In deze zaak heeft de Rechtbank Oost-Brabant op 25 september 2013 uitspraak gedaan over de verlenging van de terbeschikkingstelling (TBS) van een terbeschikkinggestelde, die in 2009 ter beschikking was gesteld na het plegen van brandstichting met levensgevaar voor anderen en gevaar voor goederen. De officier van justitie had op 6 augustus 2013 verzocht om verlenging van de TBS met één jaar, wat werd behandeld tijdens een openbare zitting op 12 september 2013. De rechtbank heeft de terbeschikkinggestelde, haar raadsman mr. J. Geuze, en deskundigen van de Reclassering Nederland gehoord, waaronder mw. N.A.C.M. van de Kerkhof en psychiater J.R. Nijdam.
De rechtbank heeft vastgesteld dat de terbeschikkinggestelde, een vrouw met een licht verstandelijke beperking en een persoonlijkheidsstoornis, zich gedurende de huidige maatregel heeft gehouden aan de voorwaarden. De deskundigen hebben aangegeven dat het recidiverisico laag is, maar dat het belangrijk is om de ontwikkelingen van de terbeschikkinggestelde te blijven volgen, vooral na haar verwachte overplaatsing naar een andere instelling. De rechtbank heeft de verlenging van de TBS met één jaar gerechtvaardigd, omdat de veiligheid van anderen en de algemene veiligheid van personen of goederen dit eisten.

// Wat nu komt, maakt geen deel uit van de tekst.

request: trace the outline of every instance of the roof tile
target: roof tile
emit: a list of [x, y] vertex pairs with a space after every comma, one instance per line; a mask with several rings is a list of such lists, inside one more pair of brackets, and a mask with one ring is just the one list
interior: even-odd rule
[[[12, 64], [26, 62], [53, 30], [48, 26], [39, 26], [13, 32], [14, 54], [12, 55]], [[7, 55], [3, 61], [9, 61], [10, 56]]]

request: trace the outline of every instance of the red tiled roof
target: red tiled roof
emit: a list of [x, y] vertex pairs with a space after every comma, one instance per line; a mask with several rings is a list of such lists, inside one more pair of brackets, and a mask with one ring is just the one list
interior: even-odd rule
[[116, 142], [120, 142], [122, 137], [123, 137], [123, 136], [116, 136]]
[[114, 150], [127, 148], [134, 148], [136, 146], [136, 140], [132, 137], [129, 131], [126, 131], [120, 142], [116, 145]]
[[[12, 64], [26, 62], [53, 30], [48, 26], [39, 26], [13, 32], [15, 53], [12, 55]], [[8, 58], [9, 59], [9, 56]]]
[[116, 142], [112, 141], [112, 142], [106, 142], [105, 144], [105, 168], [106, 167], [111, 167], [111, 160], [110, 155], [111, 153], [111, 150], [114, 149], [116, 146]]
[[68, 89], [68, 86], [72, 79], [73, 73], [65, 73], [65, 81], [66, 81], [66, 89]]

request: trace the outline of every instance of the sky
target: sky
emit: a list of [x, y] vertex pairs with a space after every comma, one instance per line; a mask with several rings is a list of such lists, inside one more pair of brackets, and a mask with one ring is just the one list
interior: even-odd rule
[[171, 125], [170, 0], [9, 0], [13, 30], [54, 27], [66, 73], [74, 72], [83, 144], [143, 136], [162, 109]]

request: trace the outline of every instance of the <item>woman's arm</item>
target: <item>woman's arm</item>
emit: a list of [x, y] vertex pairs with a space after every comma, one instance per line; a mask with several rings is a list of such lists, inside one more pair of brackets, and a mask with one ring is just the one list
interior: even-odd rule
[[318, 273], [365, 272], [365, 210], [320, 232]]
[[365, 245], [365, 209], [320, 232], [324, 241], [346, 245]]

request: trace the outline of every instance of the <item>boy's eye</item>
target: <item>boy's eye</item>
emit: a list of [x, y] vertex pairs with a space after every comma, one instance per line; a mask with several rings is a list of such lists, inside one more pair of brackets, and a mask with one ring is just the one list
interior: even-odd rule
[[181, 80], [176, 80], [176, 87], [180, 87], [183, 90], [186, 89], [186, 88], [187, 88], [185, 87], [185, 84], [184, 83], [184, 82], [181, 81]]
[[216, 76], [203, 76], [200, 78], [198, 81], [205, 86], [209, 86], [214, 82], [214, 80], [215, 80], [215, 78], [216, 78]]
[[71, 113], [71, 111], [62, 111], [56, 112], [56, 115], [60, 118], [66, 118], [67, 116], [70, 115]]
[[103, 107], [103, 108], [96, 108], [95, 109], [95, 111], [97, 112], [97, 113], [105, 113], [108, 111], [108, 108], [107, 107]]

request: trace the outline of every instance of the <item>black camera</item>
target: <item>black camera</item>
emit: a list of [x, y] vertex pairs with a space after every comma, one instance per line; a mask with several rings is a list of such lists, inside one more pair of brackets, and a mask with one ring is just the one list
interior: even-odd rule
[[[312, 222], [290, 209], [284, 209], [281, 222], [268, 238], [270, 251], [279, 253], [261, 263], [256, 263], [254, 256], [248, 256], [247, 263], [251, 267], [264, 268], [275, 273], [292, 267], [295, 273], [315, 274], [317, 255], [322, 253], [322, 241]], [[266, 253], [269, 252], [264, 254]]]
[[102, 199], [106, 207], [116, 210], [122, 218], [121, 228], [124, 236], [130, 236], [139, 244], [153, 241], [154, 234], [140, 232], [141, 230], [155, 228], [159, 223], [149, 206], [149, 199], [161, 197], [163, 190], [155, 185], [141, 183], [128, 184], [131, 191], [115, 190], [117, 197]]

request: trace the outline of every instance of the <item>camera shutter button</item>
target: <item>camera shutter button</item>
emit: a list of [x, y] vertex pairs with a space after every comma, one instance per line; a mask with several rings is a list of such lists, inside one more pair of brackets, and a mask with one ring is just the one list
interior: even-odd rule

De rechtbank heeft ook besloten om de voorwaarden van de terbeschikkingstelling te wijzigen, waarbij de terbeschikkinggestelde onder andere verplicht is om zich beschikbaar te houden voor gesprekken met haar toezichthouder van de Reclassering en zich te houden aan de richtlijnen van de reclassering op het gebied van alcohol en drugs. De beslissing is genomen in het belang van de terbeschikkinggestelde en de maatschappij, om een verantwoorde en gecontroleerde overgang naar een minder gestructureerde omgeving te waarborgen.